From the Henderson–Hasselbalch equation,

$\textrm{pH} = \textrm{pK}_{a}+ \log_{10} \left ( > \frac{[\textrm{A}^-]}{[\textrm{HA}]} \right )$

If pH = pKa, the concentration ratio of [A-] to [HA] is 1.

If your pH is higher than pKa, then [A-] must be greater than [HA].

If you lower your pH such that it is lower than pKa, then [HA] must be greater than [A-]

Therefore, by increasing the pH, you are dissociating HA into H+ and A-. Which makes sense according to the Le Chatelier principle, where H+ is released to counteract the increase in pH (or the decrease in [H+])

Answer 3

I think users @jerepierre and @t.c provided excellent answer above, but I will attempt a more simplified answer as requested.

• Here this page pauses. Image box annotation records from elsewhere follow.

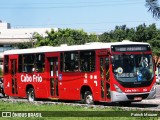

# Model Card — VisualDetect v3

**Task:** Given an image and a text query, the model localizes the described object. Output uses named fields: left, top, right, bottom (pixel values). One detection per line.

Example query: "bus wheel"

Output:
left=27, top=88, right=35, bottom=102
left=119, top=101, right=131, bottom=106
left=84, top=91, right=93, bottom=105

First we need to understand what happens with an acid (with a specified pKa value), when a solution reaches certain pH values.

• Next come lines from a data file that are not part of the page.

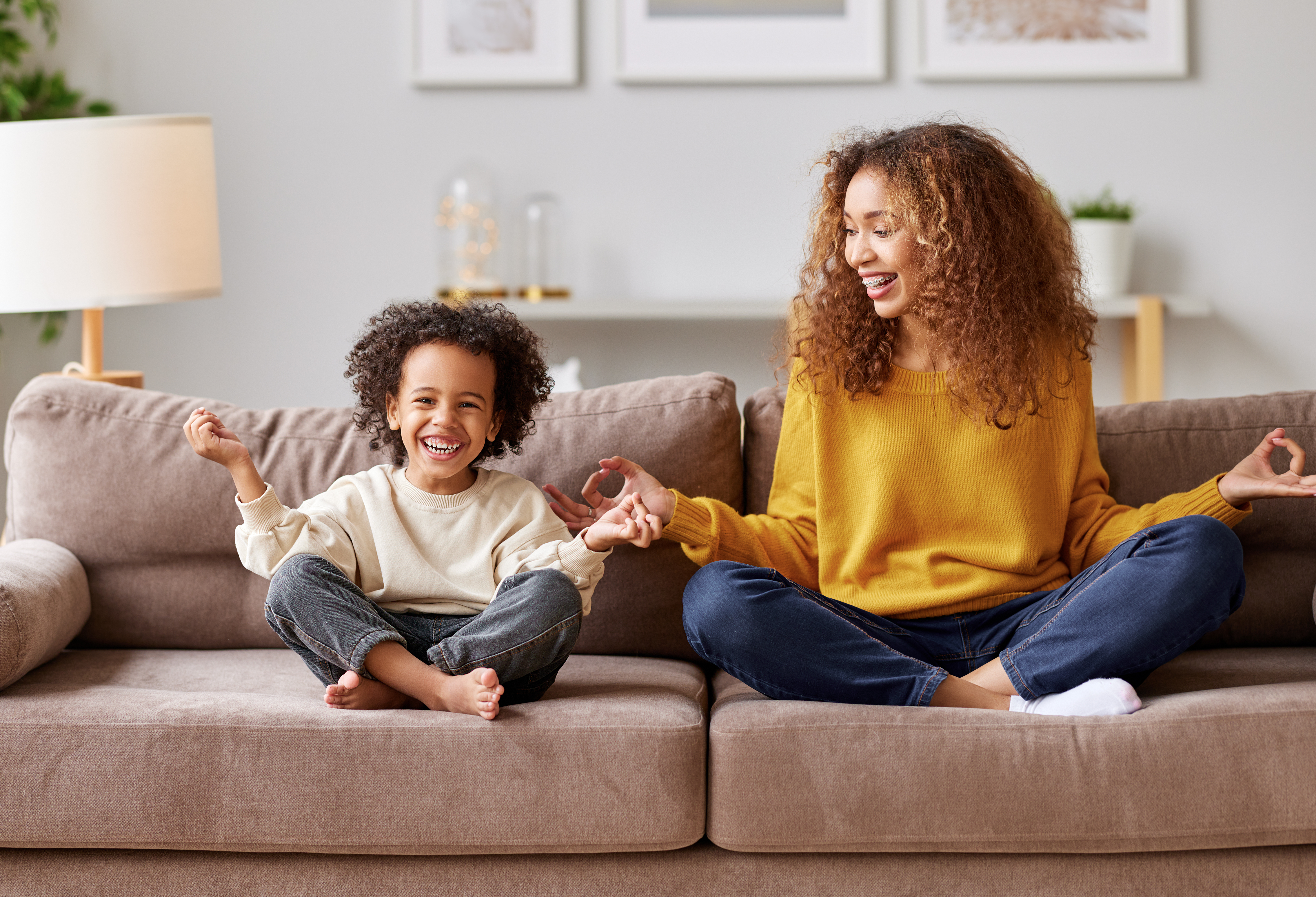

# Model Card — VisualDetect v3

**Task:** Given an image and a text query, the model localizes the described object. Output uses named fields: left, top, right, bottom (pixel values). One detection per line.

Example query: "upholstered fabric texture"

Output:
left=0, top=649, right=707, bottom=854
left=0, top=539, right=91, bottom=689
left=708, top=648, right=1316, bottom=854
left=8, top=843, right=1316, bottom=897
left=5, top=374, right=742, bottom=659
left=745, top=387, right=1316, bottom=648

1. At a pH above the pKa, more of the acid molecules are deprotonated.
2. When the pH equals the pKa, the acid molecules are 50% protonated and 50% deprotonated.
3. At a pH below the pKa, more acid is protonated.

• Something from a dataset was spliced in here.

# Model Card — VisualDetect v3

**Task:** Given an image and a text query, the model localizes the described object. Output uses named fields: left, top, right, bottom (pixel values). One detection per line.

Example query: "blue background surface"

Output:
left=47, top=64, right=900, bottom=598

Without knowing more about the specific chemical nature of the molecule, we cannot know more about what will happen. In general, in a water solution more deprotonated or protonated acids will be more soluable (more molecules stays in solution). This is a result of that part of the molecule gaining an electric charge when gaining or losing extra protons. This charge makes the molecule polar, and soluable in polar solutions (such as water).

Solubility of a molecule can be explained using another concept that relates to pKa. This is called the isoelectric point (pI). Sometimes molecules are large, and complex. Several different parts of such a large molecule can be either 'acidic' or 'basic', depending on their chemical nature. They then gain or lose charge differently as the pH of a solution changes. At a certain pH, all the charges even out and the molecule becomes neutrally charged (instead of positive, or negative). It then loses its polarity which makes it soluable in water and it precipitates.

Answer 4

By specifying that A is lidocaine I could say that by adding HCl to it you'd be forming a diferent compound, lidocaine hydrocloride.